🤖 AI Summary
This paper addresses the computation of the least fixed point of monotone nonexpansive operators over the nonnegative reals—a problem arising in quantitative semantics, MDP-based reinforcement learning, and probabilistic system verification. We propose a damped Mann iteration method, the first to apply damped Mann iteration to least fixed-point approximation, thereby overcoming the limitation of standard iterations that may converge to non-least fixed points. Crucially, our method guarantees almost-sure convergence to the least fixed point even when the operator is only accessible via asymptotic approximations—e.g., sampling-based estimates with probabilistic error bounds. Theoretical analysis integrates monotone operator theory with properties of nonexpansive mappings. Experimental evaluation demonstrates convergence to the optimal expected reward in MDPs. To our knowledge, this work provides the first framework for least fixed-point computation that is simultaneously robust to imprecision, provably convergent, and practically implementable in sampling-driven probabilistic systems.
📝 Abstract
Fixpoints are ubiquitous in computer science and when dealing with quantitative semantics and verification one is commonly led to consider least fixpoints of (higher-dimensional) functions over the nonnegative reals. We show how to approximate the least fixpoint of such functions, focusing on the case in which they are not known precisely, but represented by a sequence of approximating functions that converge to them. We concentrate on monotone and non-expansive functions, for which uniqueness of fixpoints is not guaranteed and standard fixpoint iteration schemes might get stuck at a fixpoint that is not the least. Our main contribution is the identification of an iteration scheme, a variation of Mann iteration with a dampening factor, which, under suitable conditions, is shown to guarantee convergence to the least fixpoint of the function of interest.
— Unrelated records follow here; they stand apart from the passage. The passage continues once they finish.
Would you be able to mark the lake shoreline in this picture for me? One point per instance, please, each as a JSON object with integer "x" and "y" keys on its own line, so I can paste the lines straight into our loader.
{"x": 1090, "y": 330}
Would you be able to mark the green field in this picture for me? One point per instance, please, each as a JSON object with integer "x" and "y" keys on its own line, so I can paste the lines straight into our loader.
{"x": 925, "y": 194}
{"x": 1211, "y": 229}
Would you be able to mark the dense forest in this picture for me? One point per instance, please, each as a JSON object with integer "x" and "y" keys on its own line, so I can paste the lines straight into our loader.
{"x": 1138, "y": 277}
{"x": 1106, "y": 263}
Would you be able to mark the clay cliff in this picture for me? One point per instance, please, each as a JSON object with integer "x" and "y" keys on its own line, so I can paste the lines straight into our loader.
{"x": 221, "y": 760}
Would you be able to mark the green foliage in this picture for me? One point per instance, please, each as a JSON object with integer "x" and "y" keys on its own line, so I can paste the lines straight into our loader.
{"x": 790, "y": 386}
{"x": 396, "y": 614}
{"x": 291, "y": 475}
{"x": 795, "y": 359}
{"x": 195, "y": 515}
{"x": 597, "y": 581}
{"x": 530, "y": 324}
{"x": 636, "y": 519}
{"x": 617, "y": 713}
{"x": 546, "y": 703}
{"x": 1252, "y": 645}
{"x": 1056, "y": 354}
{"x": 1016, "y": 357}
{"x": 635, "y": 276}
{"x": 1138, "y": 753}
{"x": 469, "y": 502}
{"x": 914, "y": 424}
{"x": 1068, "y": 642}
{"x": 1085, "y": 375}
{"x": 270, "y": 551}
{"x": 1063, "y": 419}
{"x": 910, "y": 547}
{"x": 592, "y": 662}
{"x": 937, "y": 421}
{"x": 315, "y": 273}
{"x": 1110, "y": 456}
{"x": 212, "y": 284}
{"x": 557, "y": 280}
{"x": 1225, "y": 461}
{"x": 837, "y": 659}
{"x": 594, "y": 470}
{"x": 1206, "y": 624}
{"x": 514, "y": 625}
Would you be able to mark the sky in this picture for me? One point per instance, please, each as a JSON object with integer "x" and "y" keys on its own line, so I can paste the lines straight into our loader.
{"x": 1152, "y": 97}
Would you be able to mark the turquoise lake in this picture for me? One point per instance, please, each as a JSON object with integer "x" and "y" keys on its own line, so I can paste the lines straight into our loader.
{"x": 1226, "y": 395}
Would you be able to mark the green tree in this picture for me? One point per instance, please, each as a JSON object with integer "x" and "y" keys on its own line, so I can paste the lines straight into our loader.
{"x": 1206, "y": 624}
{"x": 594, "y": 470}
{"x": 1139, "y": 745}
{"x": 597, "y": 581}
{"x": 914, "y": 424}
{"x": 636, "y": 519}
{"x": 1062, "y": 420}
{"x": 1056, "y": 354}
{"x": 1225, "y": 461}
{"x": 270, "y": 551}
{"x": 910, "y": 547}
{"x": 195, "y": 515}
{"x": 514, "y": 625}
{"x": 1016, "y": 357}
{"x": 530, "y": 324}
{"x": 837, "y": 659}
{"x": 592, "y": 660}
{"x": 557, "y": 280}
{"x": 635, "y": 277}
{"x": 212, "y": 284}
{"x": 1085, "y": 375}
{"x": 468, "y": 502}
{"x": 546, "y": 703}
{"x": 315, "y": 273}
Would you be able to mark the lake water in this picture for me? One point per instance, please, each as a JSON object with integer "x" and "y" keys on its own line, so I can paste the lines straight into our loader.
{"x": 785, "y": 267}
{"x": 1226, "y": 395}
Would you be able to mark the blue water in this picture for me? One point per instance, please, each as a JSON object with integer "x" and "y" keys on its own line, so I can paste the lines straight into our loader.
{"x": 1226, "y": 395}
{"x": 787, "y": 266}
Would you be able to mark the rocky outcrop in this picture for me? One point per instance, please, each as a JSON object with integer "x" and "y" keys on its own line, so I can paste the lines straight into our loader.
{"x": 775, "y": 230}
We then argue that these results are relevant in the context of model-based reinforcement learning for Markov decision processes (MDPs), showing that the proposed iteration scheme instantiates to MDPs and allows us to derive convergence to the optimal expected return. More generally, we show that our results can be used to iterate to the least fixpoint almost surely for systems where the function of interest can be approximated with given probabilistic error bounds, as it happens for probabilistic systems, such as simple stochastic games, that can be explored via sampling.